Итак, что мы теперь делаем, брат? Вот, уже почти все испытали, и никакого покоя. Когда нам его ожидать? Где искать? Время, как говорится, протекло сквозь пальцы; наши былые надежды в могиле вместе с друзьями. Тысяча триста сорок восьмой год оставил нас одинокими и беспомощными, ведь унесенного им не отыскать ни в Каспии, ни в Эгейском, ни в Индийском море; непоправимы злейшие потери, неизлечимы нанесенные смертью раны. Одно утешение: пойдем и мы за теми, кого пропустили вперед. Сколь кратким будет ожидание, не знаю; знаю только, что долгим оно быть не сможет. Да впрочем, даже самое коротенькое, оно не сможет не быть тягостным.
Но хоть вначале бы удержаться от жалоб! О чем твоя, собрат мой, сейчас забота, что ты наедине с собой взвешиваешь, не знаю; а я уж складываю жалкие пожитки и, как делают отъезжающие, озираюсь, что взять с собой, что поделить среди друзей, что предать огню. Ничего на продажу у меня нет. И все-таки я обогатился, вернее, обременился больше, чем думал: у меня дома скопился большой склад писаний разного рода, валяющихся в полном небрежении. Роясь в давно уже тронутых плесенью сундуках, я среди облака пыли развернул полусъеденные тлением письмена. Навредила мне и назойливая мышь, и беспримерно прожорливая моль, и паук, Палладии соперник, похозяйничал у меня за мое увлечение делами Паллады. Только чего не пересилит упорный неотступный труд.

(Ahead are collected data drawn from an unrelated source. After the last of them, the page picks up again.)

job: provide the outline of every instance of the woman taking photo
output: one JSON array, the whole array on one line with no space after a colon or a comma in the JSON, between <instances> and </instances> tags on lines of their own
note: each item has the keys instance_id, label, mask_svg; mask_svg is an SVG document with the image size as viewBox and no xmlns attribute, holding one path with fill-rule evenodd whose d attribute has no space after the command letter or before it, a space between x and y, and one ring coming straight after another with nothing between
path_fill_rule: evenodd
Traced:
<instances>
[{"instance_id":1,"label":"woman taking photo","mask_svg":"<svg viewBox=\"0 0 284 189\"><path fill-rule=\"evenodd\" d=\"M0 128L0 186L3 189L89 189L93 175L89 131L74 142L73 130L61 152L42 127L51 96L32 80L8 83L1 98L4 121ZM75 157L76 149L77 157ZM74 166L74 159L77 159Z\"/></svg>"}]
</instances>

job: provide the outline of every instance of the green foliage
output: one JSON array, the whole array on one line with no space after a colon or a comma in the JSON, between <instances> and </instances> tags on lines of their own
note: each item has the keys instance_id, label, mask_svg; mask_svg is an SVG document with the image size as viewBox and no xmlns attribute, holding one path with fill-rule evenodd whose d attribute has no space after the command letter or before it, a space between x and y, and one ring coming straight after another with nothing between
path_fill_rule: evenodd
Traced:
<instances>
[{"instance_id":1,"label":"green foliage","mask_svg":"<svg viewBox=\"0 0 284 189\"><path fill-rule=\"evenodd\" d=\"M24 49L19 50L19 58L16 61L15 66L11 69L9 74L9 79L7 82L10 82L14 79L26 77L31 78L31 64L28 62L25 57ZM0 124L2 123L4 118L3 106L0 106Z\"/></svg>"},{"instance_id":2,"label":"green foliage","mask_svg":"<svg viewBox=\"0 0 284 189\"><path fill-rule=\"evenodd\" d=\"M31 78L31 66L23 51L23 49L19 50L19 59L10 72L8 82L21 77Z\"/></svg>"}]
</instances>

Кругом обложенный грудами писанины, заваленный растрепанными листками, я сперва ощутил было сильнейший порыв спалить разом все и избежать тем неблагодарного труда разборки; потом за одними мыслями потянулись другие, и я сказал себе: «А что тебе мешает, словно усталому от долгой дороги путнику, оглянуться с возвышения назад и шаг за шагом перебрать в памяти заботы и тревоги своей юности?» Это соображение взяло верх; вспоминать о том, что в какое время я думал, показалось мне хоть и не возвышенным, но по крайней мере не неприятным делом.
Когда я начал, однако, наугад рыться в беспорядочной груде, перед моими глазами замельтешила невероятно пестрая и путаная вереница предметов; одно из-за перемены не столько в их облике, сколько в направлении моего собственного ума я сам уже теперь едва узнавал, другое будило во мне не лишенную странной сладости память об ушедшем времени. И часть была написана свободным прозаическим слогом, часть стеснена Гомеровыми удилами, коль скоро мы редко пользуемся Исократовой уздой, а часть, предназначавшаяся для услаждения слуха простого народа, держалась еще и своих законов, — этот род сочинения, возродившийся, как считается, у сицилийцев не много веков назад, быстро распространился по всей Италии и за ее пределами, а в старину он процветал у древнейших греков и латинян, ведь народные поэты и в Аттике, и в Риме, мы читаем, пользовались только ритмическим стихом.
Так или иначе, эта свалка всевозможных разностей задала мне работы на несколько дней, и, хоть немалое увлечение и присущая нам всем любовь к изобретениям собственного ума захватили меня, победила все-таки забота о более важных делах, на все это довольно долгое время мною заброшенных, тогда как они на мне и многие их от меня ждут; победила память о краткости жизни. Признаюсь, я испугался неожиданных напастей. В самом деле, что быстротечней жизни, что неотступней смерти? Подумалось, каким важным предприятиям я положил начало, сколько мне еще остается работать и какие просиживать бессонные ночи; безрассудством, даже безумием показалось в наш краткий и ненадежный век брать на себя новые заведомо долгие труды и разбрасываться на многое умом, которого едва хватит на одно, тем более что, как тебе известно, меня ждет еще и другой труд, настолько же более славный, насколько более весома похвала за поступки, чем за слова.
Что долго говорить? Ты услышишь вещь, которая кому-то покажется неправдоподобной, но это так: тысячу, если не больше, разрозненных стихотворных сочинений всевозможного рода и писем к друзьям — не то что мне там ничего не приглянулось, а просто они обещали больше труда, чем удовольствия, — я передал на исправление Вулкану. Не без вздоха, конечно, — что стыдиться своей человеческой слабости? — и все-таки надо было помочь удрученной душе пускай хоть горьким лекарством и облегчить как бы слишком глубоко осевший от груза корабль, выбросив даже некоторые ценные вещи.